この内、今回一番香りを立たせたいのは、カスリメティとクローブです。なので、他のスパイスはちょっと少なめにしておく。

<香りの考え方>
大事な話なので長くなるよ。

「何の香りを立たせたいか」というのが、スパイス料理の一番の悩みどころだと思う。悩んだ末にあれもこれもと種類を使いがちだけど、実はそれをやると各スパイスの特徴的な香りが綺麗なグラデーションになってしまい、マイルドで角のない香りに仕上がってしまう。

それもそれで調和が取れていて悪い事ではないのだけれど、みんなが考える「本格的なあの香り」というのは、何か1本強烈な軸があって、それを補強するために脇役がいるというバランスのはず。

よって、よく「○○種類のスパイスを使った本格スパイシーカレー!」なんて売り文句を使う人がいるけれども、それだとスパイシーというより香りの丸いバランス型になってしまいます。

日本人が考える「スパイシー」って、もっとトガっている香りを指すはずで、そのためにはスパイスの種類と量を厳選すべき。その具材に対してどの香りが合うか、もしくは「自分がどんな香りで食べたいか」をよく考えて、それに必要なスパイスを用意する。

この「自分の好みで」という部分について掘り下げておくと、香りの好みなんて人それぞれだし、私のように家族に食べさせる場合は「あいつはこの香りは苦手だから」なんて条件も出て来るはず。
なので 「この材料を使う場合は絶対にこのスパイスじゃなきゃダメだ」 なんて原理主義的な考え方は大間違いだと思う。

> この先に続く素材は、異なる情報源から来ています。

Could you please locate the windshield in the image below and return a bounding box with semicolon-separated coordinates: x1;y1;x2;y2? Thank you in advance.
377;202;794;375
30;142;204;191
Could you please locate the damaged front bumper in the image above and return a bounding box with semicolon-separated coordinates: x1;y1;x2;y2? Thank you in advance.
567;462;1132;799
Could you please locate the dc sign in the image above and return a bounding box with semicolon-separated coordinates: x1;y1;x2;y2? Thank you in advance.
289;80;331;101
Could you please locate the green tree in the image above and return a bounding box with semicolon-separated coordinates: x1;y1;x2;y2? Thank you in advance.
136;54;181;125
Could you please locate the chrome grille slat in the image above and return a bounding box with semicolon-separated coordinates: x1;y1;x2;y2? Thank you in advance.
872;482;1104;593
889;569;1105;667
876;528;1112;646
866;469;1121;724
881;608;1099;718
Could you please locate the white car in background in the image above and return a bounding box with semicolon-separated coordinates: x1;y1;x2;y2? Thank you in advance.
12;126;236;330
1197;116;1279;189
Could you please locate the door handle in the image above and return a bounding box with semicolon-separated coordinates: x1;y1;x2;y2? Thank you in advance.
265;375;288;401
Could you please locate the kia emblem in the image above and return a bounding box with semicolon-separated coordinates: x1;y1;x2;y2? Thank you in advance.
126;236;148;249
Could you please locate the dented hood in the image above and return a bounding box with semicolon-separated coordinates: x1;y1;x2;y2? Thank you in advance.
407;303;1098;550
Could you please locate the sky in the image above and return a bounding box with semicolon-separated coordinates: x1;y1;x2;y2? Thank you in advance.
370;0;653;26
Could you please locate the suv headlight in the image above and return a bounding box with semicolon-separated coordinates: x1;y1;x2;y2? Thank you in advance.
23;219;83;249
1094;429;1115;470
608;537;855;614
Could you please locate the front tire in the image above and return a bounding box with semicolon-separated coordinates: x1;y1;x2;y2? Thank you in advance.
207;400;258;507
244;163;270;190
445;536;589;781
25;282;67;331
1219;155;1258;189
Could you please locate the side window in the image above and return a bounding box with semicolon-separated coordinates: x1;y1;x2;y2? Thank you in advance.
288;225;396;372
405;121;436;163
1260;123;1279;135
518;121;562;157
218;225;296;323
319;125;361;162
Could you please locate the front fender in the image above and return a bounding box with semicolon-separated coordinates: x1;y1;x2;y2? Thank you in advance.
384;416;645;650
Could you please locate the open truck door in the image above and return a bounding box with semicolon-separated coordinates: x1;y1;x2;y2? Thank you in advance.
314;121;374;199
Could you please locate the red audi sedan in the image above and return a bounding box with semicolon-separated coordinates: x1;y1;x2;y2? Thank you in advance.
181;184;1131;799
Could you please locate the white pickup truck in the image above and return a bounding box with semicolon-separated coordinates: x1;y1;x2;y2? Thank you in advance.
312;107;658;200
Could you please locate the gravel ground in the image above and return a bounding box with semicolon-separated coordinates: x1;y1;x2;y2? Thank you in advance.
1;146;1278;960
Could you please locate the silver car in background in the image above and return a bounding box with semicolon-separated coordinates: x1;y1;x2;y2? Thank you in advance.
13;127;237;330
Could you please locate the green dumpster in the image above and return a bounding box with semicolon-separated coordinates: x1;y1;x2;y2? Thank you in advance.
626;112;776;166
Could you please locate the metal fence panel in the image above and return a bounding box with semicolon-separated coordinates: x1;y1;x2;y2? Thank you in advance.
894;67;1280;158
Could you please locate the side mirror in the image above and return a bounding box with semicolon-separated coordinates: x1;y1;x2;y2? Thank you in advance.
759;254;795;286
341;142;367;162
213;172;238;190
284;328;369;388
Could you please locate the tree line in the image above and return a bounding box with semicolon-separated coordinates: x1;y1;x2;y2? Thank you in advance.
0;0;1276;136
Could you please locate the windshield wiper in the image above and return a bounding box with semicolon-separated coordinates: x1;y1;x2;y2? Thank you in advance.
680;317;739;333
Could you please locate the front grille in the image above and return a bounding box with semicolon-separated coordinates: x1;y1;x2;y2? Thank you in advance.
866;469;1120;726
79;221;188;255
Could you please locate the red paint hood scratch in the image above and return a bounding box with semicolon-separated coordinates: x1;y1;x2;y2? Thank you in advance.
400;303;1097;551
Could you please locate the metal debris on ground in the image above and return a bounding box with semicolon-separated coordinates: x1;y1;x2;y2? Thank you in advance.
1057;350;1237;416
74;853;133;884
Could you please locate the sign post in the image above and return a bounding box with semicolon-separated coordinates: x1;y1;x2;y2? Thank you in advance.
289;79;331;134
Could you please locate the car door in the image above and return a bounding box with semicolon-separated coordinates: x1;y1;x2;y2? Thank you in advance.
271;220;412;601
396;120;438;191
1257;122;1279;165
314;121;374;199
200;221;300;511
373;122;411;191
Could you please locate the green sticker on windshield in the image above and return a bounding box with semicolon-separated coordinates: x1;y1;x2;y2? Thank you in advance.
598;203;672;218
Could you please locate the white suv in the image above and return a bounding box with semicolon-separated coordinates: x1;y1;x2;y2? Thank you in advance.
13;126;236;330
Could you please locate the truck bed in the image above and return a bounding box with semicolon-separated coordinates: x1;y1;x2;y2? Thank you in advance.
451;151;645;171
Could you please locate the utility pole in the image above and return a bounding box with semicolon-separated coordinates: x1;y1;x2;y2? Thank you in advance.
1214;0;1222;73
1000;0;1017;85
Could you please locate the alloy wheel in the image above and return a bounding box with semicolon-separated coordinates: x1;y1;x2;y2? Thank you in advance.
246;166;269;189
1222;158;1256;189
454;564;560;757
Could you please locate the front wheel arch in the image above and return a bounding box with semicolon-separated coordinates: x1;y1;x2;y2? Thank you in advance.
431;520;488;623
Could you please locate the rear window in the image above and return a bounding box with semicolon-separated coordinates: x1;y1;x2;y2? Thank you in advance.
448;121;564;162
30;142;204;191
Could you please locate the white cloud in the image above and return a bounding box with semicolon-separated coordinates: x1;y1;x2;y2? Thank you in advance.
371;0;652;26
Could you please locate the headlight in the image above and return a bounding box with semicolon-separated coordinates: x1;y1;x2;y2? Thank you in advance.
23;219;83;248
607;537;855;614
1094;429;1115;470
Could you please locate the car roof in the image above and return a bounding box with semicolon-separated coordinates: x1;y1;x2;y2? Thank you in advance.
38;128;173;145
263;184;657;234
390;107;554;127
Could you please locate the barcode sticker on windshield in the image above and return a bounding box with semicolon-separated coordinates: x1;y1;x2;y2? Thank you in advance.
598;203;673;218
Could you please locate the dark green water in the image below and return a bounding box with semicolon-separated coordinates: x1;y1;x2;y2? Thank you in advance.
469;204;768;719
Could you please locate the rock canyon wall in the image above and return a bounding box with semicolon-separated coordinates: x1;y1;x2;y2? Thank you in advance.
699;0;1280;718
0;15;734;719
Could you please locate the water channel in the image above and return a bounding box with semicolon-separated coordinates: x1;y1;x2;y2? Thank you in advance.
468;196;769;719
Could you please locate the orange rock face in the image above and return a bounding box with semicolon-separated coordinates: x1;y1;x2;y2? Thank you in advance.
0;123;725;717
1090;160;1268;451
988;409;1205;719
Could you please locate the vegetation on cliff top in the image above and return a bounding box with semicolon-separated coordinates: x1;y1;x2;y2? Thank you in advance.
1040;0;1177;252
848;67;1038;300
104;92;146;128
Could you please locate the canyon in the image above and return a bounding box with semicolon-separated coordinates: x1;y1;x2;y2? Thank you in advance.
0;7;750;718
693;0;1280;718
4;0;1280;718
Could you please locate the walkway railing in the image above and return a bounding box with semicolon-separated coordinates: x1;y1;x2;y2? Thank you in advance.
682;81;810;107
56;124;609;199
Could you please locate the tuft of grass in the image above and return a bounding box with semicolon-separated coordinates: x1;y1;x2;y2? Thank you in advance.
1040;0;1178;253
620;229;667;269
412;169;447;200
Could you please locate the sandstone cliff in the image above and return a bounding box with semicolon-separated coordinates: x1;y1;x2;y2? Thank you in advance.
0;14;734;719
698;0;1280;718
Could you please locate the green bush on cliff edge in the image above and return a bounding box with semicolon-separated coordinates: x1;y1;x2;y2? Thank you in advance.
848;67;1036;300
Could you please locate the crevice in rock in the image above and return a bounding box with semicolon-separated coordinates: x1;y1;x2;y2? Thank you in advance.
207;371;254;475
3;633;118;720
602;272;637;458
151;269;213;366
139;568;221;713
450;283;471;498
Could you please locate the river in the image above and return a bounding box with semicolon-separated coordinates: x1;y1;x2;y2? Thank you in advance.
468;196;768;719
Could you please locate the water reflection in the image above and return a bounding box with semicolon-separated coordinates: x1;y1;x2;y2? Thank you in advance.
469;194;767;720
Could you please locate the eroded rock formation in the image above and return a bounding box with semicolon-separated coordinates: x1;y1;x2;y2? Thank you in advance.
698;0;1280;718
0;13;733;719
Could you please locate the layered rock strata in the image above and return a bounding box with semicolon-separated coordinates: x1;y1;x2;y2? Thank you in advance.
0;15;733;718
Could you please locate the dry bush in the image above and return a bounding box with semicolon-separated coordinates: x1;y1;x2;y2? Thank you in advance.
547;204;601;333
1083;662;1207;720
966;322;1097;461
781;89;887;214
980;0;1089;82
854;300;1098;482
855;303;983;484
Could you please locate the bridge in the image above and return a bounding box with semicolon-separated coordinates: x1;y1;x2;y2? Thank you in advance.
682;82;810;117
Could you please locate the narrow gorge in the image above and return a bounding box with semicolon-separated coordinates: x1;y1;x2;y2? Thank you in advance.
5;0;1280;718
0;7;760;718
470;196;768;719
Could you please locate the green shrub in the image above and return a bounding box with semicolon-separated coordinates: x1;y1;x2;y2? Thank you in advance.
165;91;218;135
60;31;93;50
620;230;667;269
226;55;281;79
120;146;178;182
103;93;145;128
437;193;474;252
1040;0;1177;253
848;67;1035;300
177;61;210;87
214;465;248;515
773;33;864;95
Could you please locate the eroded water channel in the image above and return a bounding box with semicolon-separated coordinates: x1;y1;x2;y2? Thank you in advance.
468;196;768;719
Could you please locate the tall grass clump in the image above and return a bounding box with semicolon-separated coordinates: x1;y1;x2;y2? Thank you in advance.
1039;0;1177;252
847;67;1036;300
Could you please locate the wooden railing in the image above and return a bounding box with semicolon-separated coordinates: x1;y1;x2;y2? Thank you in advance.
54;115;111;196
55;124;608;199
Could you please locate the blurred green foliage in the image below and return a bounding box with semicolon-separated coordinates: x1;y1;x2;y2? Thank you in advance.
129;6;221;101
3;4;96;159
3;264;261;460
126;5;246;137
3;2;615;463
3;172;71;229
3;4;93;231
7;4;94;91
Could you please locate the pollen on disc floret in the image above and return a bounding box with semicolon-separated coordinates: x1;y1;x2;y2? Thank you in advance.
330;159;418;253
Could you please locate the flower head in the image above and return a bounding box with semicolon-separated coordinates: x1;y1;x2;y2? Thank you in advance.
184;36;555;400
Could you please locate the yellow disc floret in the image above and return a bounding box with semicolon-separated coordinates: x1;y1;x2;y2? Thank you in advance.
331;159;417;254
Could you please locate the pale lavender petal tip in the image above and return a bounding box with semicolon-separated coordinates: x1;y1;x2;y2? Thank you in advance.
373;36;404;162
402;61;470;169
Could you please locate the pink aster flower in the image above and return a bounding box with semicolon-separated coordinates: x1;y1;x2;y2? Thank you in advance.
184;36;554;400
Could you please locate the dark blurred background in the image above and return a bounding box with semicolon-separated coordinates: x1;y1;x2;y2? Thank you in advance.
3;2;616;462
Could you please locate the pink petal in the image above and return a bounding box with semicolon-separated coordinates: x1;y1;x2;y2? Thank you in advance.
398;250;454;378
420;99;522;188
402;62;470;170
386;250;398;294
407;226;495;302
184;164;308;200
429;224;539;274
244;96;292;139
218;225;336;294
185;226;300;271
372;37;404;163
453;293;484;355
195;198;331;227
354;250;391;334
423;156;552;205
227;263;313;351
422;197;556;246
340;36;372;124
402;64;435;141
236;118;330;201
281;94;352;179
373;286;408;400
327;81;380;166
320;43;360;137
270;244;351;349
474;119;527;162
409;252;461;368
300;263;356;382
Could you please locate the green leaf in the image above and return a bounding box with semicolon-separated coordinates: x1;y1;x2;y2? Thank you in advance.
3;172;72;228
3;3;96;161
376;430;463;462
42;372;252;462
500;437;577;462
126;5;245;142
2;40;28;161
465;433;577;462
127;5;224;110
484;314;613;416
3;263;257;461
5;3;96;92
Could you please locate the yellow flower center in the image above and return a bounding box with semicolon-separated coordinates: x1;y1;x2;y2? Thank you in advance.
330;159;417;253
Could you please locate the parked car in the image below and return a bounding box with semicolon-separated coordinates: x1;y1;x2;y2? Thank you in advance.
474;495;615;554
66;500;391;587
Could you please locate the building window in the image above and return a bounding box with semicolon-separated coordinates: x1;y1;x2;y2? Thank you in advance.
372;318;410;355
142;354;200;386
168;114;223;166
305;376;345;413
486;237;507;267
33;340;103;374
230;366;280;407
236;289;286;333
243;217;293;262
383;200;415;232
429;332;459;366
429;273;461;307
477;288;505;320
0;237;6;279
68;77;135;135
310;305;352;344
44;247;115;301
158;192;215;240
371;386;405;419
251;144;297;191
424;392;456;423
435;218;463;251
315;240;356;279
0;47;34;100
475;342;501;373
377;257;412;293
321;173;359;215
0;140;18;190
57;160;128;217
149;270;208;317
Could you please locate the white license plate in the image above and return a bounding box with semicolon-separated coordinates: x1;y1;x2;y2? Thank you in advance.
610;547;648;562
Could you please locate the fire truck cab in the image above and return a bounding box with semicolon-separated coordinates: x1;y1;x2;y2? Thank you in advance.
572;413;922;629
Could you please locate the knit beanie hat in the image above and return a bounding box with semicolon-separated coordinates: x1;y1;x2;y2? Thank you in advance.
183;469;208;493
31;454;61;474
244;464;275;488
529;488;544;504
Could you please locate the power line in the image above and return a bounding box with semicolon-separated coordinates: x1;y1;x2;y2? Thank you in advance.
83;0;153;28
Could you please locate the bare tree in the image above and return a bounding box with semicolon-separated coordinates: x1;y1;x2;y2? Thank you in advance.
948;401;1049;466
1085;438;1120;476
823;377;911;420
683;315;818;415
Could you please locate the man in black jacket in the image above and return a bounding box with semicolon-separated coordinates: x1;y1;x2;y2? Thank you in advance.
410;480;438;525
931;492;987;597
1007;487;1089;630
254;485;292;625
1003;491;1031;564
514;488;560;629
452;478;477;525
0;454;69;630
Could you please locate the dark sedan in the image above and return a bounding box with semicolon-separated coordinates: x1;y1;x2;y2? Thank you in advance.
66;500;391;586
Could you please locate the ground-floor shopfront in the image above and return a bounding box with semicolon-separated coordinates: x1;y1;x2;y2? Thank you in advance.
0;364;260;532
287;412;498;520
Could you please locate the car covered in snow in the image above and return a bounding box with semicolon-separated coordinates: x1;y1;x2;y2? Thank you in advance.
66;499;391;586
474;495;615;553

私に色々と教えてくれた某権威は「インドでは家族の体調を見てお母さんが使うスパイスを変えたりしていた」なんて教えてくれたんだけど、じゃあ日本人もそれを真似るべきだよね。

個々が好みに合わせて、自由にやればいい

これがスパイスを使う際の一番のポイントだと思うの。

長くなったけど、せっかくの機会なのでついでに言っておきますが、多くの日本人が考える「スパイシー!」って、早い話が「ニンニクと胡椒と唐辛子のこと」です。それを強く効かせれば、それだけでスパイシーになるので、後はそこに特徴的な香りを1つ2つ足せばいい。

香りの考え方、スパイシーという言葉の考え方の基本はそんな感じ。